Do you teach adolescent girls? Do, or will, you parent adolescent girls? Do you have any adolescent girls in your life that you care for or about? Then you need to read Odd Girl Out, Revised and Updated: The Hidden Culture of Aggression in Girls.
Author Rachel Simmons has done an amazing job here in outlining just why the adolescent years can be so difficult for girls, particularly from grades 5-9 or so, the ways in which girls are socialized to be particular kinds of aggressive with each other, how parents and teachers unknowingly feed into the cycle, and concrete ways we can try to support our girls as they navigate these treacherous social and cultural waters. She talked to several hundred girls, in various locations and settings, and includes frank discussions of cyberbullying, as well as how race and class interact in these dynamics. She also weaves in her own memories of middle school and beyond, carefully including not just the times she felt bullied or excluded, but her own roles in these toxic scenarios, emphasizing throughout that every girl has the potential to be the “mean girl” as well as the “odd girl out,” and that we need to acknowledge just how complicated our daughters are. Simmons builds on classic texts like Carol Gilligan’s In a Different Voice: Psychological Theory and Women’s Development and Mary Pipher’s Reviving Ophelia: Saving the Selves of Adolescent Girls, but in my opinion, Simmons’ work is fresher, clearer, and more immediately useful to parents and teachers.
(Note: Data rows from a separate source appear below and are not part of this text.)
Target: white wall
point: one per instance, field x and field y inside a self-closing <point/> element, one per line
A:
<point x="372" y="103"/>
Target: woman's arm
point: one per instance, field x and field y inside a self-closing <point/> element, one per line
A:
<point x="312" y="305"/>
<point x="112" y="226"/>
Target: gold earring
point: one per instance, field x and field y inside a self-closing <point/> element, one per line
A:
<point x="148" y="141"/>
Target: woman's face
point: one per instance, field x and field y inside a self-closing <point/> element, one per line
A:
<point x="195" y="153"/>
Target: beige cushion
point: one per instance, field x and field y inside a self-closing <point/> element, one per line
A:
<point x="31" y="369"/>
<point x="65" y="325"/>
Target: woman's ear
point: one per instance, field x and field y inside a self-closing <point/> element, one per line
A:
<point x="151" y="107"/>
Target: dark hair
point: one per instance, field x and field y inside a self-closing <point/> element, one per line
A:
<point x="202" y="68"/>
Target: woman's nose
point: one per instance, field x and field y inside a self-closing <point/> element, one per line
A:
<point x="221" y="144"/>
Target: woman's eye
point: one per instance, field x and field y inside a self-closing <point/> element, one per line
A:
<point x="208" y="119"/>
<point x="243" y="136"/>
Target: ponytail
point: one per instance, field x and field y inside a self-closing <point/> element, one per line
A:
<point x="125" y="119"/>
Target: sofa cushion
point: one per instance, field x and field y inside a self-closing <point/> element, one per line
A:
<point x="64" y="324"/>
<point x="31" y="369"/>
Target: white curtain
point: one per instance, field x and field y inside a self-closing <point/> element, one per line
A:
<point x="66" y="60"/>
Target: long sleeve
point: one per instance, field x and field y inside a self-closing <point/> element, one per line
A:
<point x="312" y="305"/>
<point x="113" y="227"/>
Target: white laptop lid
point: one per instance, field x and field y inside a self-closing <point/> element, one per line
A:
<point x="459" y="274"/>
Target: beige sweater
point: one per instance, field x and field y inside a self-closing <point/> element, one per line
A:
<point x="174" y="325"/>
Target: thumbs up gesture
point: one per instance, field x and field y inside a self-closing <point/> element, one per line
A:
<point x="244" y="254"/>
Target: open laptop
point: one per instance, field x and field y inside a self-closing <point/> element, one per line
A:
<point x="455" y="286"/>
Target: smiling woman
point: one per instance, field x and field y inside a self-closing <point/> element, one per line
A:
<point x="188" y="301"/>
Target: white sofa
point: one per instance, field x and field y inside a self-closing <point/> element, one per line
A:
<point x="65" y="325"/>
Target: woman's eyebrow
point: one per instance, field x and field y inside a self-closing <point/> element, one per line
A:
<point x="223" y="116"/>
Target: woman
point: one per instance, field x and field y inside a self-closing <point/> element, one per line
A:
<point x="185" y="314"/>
I expect Odd Girl Out to take its place with books like The Blessing Of A Skinned Knee: Using Jewish Teachings to Raise Self-Reliant Children as books on parenting that I’ll consult and rely on for the next few years to guide me as I try to parent as thoughtfully as I can. As a teacher, I’ll be recommending it to everyone I work with, and thinking about how to best inform my teaching with Simmons’ work.